A powerful, massively parallel computer being developed in the Artificial Intelligence Laboratory has the potential to greatly increase the speed-to-cost ratio for solving problems, and its designers hope it will fuel a major shift in how such computers are conceived of and built.
The "J-Machine" produced by William J. Dally, associate professor of electrical engineering and computer science, and several of his graduate students, currently incorporates 1,024 nodes, each consisting of a computer chip along with one megabyte of memory. These nodes, or message-driven processors (MDPs), are packed onto 16 boards with 64 MDPs apiece; those boards are stacked together so that each node can communicate with its four neighbors on the same board and the two above and below it, explained Andrew Chang, a research staff member who helped with the system design.
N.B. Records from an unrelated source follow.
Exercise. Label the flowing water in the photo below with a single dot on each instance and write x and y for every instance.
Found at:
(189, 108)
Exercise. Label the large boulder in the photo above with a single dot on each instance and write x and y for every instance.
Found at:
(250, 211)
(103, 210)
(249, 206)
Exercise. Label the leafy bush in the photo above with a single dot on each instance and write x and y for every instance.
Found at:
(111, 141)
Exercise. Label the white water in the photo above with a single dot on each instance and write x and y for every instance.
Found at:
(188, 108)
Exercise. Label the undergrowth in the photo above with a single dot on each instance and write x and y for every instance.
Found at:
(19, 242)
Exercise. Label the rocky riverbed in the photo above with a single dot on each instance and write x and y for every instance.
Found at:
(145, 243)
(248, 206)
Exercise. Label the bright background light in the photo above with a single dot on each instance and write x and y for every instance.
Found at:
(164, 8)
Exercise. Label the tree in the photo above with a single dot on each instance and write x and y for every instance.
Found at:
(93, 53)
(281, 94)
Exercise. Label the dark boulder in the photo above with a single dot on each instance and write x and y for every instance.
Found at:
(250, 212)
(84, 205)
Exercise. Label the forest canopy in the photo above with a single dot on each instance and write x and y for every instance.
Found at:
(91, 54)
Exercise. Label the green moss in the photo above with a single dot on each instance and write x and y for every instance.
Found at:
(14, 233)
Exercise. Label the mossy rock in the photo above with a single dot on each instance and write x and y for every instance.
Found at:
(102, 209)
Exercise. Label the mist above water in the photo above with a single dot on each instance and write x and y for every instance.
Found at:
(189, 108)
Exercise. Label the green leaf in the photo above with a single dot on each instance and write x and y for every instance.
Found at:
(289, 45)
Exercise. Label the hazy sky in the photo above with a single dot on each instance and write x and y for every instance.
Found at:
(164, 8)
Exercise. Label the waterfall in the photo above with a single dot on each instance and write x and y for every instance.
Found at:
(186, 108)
Chip design is the work of graduate students Richard Lethin, John Keen and Stuart Fiske, former graduate student Peter Nuth and research scientist Michael Noakes.
The computer also has 16 hard disk drives of 400 megabytes each. The MDP boards are mounted at a 45-degree angle to achieve a compromise between easy accessibility and small footprint, giving the J-Machine an overall appearance of a tilted gray washing machine.
The purpose of the research project is to study ways of building a computer that can solve problems of a given size faster by increasing the number of processors and holding memory size constant, rather than a larger problem in the same amount of time, which is how computer advances are traditionally measured. "Our goal is to change the way people think about parallel computers," Professor Dally said.
Central to the philosophy behind the J-Machine is the idea of fine-grained hardware partitioning, meaning that the amount of memory per processor is relatively small. Many ordinary desktop computers have 16 megabytes of memory, or RAM, used by a single processor, but the J-Machine has one megabyte per processor for a total of 1,024 megabytes (one gigabyte) of memory. This is comparable to having one worker responsible for finding and using one file folder of information rather than a whole drawer, Mr. Lethin explained. With a higher proportion of processors, more tasks or parts of a problem can be worked on simultaneously without any loss of speed. "You can read and write to that memory a lot quicker," he said.
Over the years, the processor proportion of a computer's cost has been dropping. In 1967, in a computer that could execute one million instructions per second (Mips) with one megabyte of memory, half the cost was for the processor. That proportion had fallen to 11 percent of the cost by 1979 and is now less than one percent, Professor Dally noted. Conventional parallel computers boost performance by staying with the current ratio and increasing the amount of both processors and memory, but the J-Machine designers increased the proportion of processors to boost Mips capability. (In fact, the "J" stands for jellybean because, like the candy, the computer's chips "are sort of cheap and plentiful," Mr. Lethin said.) The marginal cost of adding more processing power is very low. This gives the potential for much higher performance than same-cost conventional parallel or sequential computers. "You get a much better cost performance by going to a finer grain size," Professor Dally said.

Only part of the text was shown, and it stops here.